Nvidia Post-Volta (Ampere?) Rumor and Speculation Thread

DavidGraham · Jan 4, 2020

DuckThor Evil said:
Well not quite 601mm2 for GM200 vs 471mm2 for GP102.

Yeah, I corrected that before your post.

troyan · Jan 4, 2020

gamervivek said:
With 2080Ti's size, nvidia would have issues with surpassing its performance like they did with 1080 vs. 980Ti where 980Ti ref. was ~1200MHz. RT improvements should be much easier and 4k 60fps with RTX on and no DLSS crutch can be a huge seller.

Pascal perf/mm2 doubled over Maxwell. Reference GP104 with 317mm^2 is faster than a (reference) GTX980TI with 50W less power. Dont see why would this not possible going from 12(16)nm to 7nm after three years since Volta...

Deleted member 2197 · Jan 4, 2020

They say the 50% performance increase is not impossible due to 7nm node improvements and features. Sounds like there might be some hardware feature performance trade-offs depending on how they play it.

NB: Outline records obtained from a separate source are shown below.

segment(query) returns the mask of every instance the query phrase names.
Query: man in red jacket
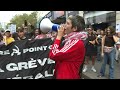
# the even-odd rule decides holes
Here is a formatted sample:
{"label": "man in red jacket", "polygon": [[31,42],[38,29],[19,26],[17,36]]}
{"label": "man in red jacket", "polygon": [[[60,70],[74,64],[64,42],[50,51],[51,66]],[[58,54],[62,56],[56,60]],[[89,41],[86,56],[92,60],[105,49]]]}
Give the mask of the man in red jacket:
{"label": "man in red jacket", "polygon": [[[70,16],[61,25],[56,40],[52,45],[49,58],[56,62],[54,76],[56,79],[80,79],[80,66],[84,61],[85,22],[81,16]],[[60,47],[62,37],[64,46]]]}

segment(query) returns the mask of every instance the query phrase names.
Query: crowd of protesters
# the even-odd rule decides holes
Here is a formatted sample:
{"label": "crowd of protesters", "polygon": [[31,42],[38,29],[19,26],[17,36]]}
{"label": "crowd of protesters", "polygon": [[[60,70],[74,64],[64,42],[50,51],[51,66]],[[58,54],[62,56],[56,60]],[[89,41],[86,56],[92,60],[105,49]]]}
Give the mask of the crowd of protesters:
{"label": "crowd of protesters", "polygon": [[[71,18],[69,18],[71,20]],[[11,33],[9,29],[0,32],[0,47],[2,45],[9,45],[17,40],[35,40],[43,38],[51,38],[55,40],[58,32],[42,33],[39,28],[33,30],[32,33],[28,32],[28,27],[18,27],[16,33]],[[91,70],[96,72],[95,61],[102,61],[102,66],[99,69],[98,77],[105,76],[106,64],[109,64],[109,78],[114,79],[114,61],[119,63],[120,60],[120,32],[116,33],[115,28],[108,26],[105,30],[89,27],[84,30],[87,33],[85,40],[85,58],[84,67],[80,72],[88,70],[89,60],[92,59]],[[73,31],[74,32],[74,31]],[[60,33],[60,31],[59,31]],[[77,33],[76,33],[77,34]],[[62,37],[61,37],[62,38]],[[60,39],[61,40],[61,39]],[[63,39],[65,41],[65,39]],[[72,55],[72,54],[71,54]],[[52,56],[51,56],[52,58]],[[81,67],[82,68],[82,67]],[[61,72],[60,72],[61,73]],[[58,75],[59,78],[59,75]]]}

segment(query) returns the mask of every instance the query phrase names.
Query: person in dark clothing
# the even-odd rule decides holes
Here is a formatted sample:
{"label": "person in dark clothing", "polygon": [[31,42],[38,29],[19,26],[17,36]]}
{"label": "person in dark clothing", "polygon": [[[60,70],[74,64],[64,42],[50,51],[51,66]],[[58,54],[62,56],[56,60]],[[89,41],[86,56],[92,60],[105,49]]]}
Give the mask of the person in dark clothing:
{"label": "person in dark clothing", "polygon": [[22,29],[22,28],[18,29],[17,40],[28,40],[28,38],[25,36],[24,29]]}
{"label": "person in dark clothing", "polygon": [[115,47],[114,44],[118,42],[119,38],[114,35],[115,29],[109,26],[106,31],[106,35],[102,38],[102,56],[103,64],[100,69],[100,75],[98,77],[105,76],[105,68],[107,61],[109,60],[109,79],[114,79],[114,61],[115,61]]}
{"label": "person in dark clothing", "polygon": [[96,35],[93,34],[93,29],[88,28],[88,38],[86,43],[86,61],[85,61],[85,67],[83,69],[83,72],[87,71],[87,65],[89,64],[88,61],[90,57],[92,57],[92,68],[91,70],[93,72],[96,72],[96,69],[94,68],[95,65],[95,57],[97,56],[97,45],[96,45]]}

If utilizing the density alone, NVIDIA can extract at least 50% extra performance that is due to the use of a smaller node. However, performance should increase even further because Ampere will bring new architecture as well. Combining a new manufacturing node and new microarchitecture, Ampere will reduce power consumption in half, making for a very efficient GPU solution. We still don't know if the performance will increase mostly for ray tracing applications, or will NVIDIA put the focus on general graphics performance.

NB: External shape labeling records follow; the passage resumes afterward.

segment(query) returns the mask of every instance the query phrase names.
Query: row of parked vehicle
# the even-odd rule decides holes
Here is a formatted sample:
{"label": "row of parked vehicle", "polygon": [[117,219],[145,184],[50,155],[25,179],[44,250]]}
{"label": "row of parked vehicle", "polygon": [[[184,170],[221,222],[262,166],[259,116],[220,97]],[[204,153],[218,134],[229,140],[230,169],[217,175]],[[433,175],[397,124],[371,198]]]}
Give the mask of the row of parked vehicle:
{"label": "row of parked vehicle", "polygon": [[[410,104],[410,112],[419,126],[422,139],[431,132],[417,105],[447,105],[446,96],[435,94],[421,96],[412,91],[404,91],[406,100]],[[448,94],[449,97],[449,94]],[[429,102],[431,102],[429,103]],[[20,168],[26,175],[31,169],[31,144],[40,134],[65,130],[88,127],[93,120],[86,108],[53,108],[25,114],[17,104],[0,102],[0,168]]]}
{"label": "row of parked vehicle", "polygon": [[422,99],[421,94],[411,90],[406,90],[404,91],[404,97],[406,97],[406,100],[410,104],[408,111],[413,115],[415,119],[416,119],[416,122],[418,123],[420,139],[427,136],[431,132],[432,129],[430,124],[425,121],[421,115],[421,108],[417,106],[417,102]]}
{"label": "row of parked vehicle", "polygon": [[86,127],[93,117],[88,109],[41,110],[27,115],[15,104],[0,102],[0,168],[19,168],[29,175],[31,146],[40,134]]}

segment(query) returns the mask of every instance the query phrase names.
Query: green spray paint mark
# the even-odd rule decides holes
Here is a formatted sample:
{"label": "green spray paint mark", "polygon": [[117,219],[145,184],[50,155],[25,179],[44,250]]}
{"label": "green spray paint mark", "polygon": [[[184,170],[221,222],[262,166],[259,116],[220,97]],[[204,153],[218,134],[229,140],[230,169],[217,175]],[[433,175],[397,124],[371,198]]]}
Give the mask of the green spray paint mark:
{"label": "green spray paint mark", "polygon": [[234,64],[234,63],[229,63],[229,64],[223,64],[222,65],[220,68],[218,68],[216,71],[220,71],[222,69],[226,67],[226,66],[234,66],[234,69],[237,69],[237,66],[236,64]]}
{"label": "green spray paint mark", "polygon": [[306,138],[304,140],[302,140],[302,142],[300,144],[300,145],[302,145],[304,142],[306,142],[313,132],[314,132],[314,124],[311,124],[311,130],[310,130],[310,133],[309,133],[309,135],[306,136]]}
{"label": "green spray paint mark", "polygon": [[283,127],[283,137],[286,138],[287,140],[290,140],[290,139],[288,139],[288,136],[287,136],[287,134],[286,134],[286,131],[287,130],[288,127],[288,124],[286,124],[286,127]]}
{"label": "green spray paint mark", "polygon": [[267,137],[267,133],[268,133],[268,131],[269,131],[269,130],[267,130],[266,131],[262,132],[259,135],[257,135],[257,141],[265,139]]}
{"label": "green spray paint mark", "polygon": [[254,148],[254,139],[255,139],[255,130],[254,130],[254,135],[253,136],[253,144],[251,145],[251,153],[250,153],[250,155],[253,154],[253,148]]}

https://www.techpowerup.com/262592/...to-be-50-faster-than-turing-at-half-the-power

Benetanegia · Jan 4, 2020

gamervivek said:
Pascal saw 50-70% perf/W improvement over Maxwell, though the latter was not as clocked high with turbo boosting. 3x perf/W would be 4-6 times as good as that and highly unlikely.

With 2080Ti's size, nvidia would have issues with surpassing its performance like they did with 1080 vs. 980Ti where 980Ti ref. was ~1200MHz. RT improvements should be much easier and 4k 60fps with RTX on and no DLSS crutch can be a huge seller.

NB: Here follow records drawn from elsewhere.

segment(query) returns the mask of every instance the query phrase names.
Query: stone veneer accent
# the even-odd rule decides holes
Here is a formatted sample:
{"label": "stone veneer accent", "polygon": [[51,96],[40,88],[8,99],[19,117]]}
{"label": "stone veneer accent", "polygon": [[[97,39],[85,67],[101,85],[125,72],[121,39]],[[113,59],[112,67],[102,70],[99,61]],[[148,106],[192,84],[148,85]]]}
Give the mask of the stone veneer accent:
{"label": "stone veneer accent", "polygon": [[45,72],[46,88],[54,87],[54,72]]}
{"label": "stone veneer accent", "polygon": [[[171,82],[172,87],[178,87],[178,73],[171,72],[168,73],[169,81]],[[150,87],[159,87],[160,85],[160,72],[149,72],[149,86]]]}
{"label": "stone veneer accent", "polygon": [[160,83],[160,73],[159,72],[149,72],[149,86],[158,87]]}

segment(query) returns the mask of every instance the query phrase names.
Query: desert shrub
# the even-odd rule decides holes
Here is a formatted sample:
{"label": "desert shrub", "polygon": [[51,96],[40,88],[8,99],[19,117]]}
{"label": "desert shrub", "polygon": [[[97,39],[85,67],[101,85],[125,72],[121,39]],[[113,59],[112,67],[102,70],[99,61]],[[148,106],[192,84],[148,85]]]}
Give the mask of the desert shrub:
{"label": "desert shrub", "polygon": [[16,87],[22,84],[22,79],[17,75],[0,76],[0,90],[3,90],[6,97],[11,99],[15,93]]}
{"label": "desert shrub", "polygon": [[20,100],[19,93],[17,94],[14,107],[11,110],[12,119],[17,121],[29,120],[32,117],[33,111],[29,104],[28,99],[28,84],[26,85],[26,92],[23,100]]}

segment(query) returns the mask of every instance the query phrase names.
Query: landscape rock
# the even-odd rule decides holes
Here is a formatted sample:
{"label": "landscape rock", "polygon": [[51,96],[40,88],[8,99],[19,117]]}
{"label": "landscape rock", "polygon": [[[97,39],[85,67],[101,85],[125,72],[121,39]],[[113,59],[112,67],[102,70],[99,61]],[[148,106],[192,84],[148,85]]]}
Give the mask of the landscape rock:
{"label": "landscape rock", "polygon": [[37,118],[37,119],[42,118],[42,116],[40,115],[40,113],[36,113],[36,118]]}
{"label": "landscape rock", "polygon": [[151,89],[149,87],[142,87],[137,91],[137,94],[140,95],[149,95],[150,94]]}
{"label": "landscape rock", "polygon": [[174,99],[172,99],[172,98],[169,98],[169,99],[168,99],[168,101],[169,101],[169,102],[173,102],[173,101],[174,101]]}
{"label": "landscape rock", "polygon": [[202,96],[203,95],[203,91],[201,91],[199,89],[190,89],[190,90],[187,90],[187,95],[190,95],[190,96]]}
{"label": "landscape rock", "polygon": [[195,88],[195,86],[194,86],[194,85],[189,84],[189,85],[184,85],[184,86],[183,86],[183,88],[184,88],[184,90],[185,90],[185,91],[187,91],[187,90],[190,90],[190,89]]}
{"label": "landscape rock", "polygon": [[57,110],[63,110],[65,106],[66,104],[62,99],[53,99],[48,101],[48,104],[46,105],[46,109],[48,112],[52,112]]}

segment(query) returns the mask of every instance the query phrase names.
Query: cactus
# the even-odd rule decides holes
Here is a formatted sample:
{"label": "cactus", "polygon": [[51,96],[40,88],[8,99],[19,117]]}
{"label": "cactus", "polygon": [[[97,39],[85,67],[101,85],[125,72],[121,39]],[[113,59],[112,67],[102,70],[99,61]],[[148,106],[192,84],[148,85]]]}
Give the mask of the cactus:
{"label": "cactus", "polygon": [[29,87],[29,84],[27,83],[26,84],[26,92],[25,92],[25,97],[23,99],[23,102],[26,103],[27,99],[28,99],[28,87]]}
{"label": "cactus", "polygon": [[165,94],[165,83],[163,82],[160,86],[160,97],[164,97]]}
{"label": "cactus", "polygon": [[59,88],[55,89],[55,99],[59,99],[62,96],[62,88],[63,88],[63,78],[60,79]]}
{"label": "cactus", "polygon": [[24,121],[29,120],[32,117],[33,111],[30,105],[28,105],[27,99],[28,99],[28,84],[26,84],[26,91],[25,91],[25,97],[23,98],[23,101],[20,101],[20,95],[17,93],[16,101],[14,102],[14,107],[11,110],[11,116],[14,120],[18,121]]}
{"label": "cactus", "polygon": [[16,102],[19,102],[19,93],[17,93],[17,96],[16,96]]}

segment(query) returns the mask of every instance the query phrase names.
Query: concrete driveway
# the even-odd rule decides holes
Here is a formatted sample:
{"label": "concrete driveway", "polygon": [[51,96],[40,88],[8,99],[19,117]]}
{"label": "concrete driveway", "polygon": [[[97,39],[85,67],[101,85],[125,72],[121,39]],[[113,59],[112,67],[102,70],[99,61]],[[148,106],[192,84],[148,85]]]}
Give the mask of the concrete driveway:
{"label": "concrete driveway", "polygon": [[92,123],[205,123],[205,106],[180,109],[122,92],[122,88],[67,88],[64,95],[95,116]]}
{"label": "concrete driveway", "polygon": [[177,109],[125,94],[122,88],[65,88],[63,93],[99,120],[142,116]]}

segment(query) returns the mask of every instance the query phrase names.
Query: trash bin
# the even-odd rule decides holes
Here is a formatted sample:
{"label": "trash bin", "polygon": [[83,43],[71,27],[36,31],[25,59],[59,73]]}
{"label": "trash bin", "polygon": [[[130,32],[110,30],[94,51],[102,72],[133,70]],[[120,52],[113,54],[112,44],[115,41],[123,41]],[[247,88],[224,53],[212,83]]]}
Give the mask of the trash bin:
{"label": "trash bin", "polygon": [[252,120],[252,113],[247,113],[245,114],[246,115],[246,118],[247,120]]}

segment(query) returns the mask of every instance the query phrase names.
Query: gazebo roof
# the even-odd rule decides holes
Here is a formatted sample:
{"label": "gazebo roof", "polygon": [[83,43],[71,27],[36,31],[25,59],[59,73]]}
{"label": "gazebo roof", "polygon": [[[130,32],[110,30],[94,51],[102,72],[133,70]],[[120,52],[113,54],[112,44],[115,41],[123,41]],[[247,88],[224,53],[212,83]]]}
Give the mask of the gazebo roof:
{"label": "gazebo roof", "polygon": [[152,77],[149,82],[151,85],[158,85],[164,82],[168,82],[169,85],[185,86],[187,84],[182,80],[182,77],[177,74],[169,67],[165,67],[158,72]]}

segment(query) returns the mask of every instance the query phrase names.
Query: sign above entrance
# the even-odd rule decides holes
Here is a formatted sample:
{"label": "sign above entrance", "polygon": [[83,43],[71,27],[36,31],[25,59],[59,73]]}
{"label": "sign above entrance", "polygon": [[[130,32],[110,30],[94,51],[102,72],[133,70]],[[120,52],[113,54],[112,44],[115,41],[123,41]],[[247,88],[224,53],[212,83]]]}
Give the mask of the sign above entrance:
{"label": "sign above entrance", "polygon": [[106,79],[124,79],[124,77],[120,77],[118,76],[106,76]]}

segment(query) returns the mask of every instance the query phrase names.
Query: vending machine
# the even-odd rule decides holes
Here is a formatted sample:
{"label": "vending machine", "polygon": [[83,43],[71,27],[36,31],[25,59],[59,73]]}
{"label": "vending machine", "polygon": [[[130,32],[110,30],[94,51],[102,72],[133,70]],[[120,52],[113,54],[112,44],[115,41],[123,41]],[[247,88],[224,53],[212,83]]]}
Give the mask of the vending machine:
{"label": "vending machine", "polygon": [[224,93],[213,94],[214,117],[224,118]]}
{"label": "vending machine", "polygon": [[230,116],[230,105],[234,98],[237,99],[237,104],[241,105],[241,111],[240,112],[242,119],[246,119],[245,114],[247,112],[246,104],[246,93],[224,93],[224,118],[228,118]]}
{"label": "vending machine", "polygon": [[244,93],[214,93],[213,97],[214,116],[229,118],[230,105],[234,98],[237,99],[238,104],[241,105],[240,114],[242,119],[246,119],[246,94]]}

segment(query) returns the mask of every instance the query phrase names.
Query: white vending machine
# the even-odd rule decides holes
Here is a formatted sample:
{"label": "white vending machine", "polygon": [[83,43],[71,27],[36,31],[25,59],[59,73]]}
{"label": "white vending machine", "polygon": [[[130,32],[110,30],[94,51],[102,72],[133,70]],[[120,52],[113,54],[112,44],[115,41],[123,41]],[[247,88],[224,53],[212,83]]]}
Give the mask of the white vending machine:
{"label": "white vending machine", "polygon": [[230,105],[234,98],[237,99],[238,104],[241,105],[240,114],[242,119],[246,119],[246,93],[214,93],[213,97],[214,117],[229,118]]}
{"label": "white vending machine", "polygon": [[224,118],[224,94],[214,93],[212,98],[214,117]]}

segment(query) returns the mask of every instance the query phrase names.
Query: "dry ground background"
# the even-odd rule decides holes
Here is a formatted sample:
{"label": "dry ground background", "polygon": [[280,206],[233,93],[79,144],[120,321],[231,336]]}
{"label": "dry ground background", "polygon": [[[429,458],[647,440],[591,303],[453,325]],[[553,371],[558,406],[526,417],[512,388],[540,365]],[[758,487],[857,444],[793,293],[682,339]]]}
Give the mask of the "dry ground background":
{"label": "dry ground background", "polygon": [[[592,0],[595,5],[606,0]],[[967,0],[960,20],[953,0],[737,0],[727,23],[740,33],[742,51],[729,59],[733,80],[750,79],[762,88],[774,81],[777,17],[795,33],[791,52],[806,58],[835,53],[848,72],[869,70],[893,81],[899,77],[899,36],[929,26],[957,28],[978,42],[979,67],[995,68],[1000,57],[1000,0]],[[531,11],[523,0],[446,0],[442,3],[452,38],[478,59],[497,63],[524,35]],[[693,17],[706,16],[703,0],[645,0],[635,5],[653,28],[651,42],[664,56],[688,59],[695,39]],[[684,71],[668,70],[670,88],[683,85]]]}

3x is not 4-6 times as good as that. 70% is equal to 1.7x and 3x is just 1.76x times 1.7x.

16FF+ used in pascal offered 1.9x density at some 45-50% lower power, compared to 28nm.
7n is 3.3x density and 65% lower power, compared to 12nm.

That means that if Pascal had enjoyed the same node improvementsl, for the same die size, they could have crammed 70% more transistors at very similar power. So the original 1.7x of Pascal multiplied by 70% larger chip 1.7 * 1.7 = 2.89. So there you have it 3X improvement. We didn't even take into account here that a 70% larger chip would be ludicrously much faster and thus they would more likely than not clock it lower increasing efficiency even further.

gamervivek · Jan 4, 2020

DavidGraham said:
The 980Ti size was huge as well, the 1080Ti was almost 3/4 the size of 980Ti and achieved a 75% uplift.

RT improvements don't come from fixed function units alone, they need a big uplift in compute performance as well, 4K60 RTX performance would need a huge increase in TF as well (50% more TF at least).

Turing is not really a new arch, it's an upgraded Volta with RTX, so NVIDIA might feel the incentive to push a new arch to satisfy both gaming and HPC sectors.

980Ti had the disadvantage of not boosting high like the turbo boost 3.0 does for Pascal and newer cards. Clocked to the max, the difference should be around 50%. Similar to 2080Ti and 1080Ti.

As for RT, it was due to my expectation of nvidia optimizing their first implementation of RTX and Ampere should improve it better than what FLOPS improvement over Turing.

troyan said:
Pascal perf/mm2 doubled over Maxwell. Reference GP104 with 317mm^2 is faster than a (reference) GTX980TI with 50W less power. Dont see why would this not possible going from 12(16)nm to 7nm after three years since Volta...

I'm not sure about how perf/mm2 would change, but the talk is about perf/W and that was about 50-70% for pascal over Maxwell(different cards doing different efficiency in TPU reviews) and so a 3x perf/W for Ampere is just highly unlikely.

Benetanegia said:
3x is not 4-6 times as good as that. 70% is equal to 1.7x and 3x is just 1.76x times 1.7x.

16FF+ used in pascal offered 1.9x density at some 45-50% lower power, compared to 28nm.
7n is 3.3x density and 65% lower power, compared to 12nm.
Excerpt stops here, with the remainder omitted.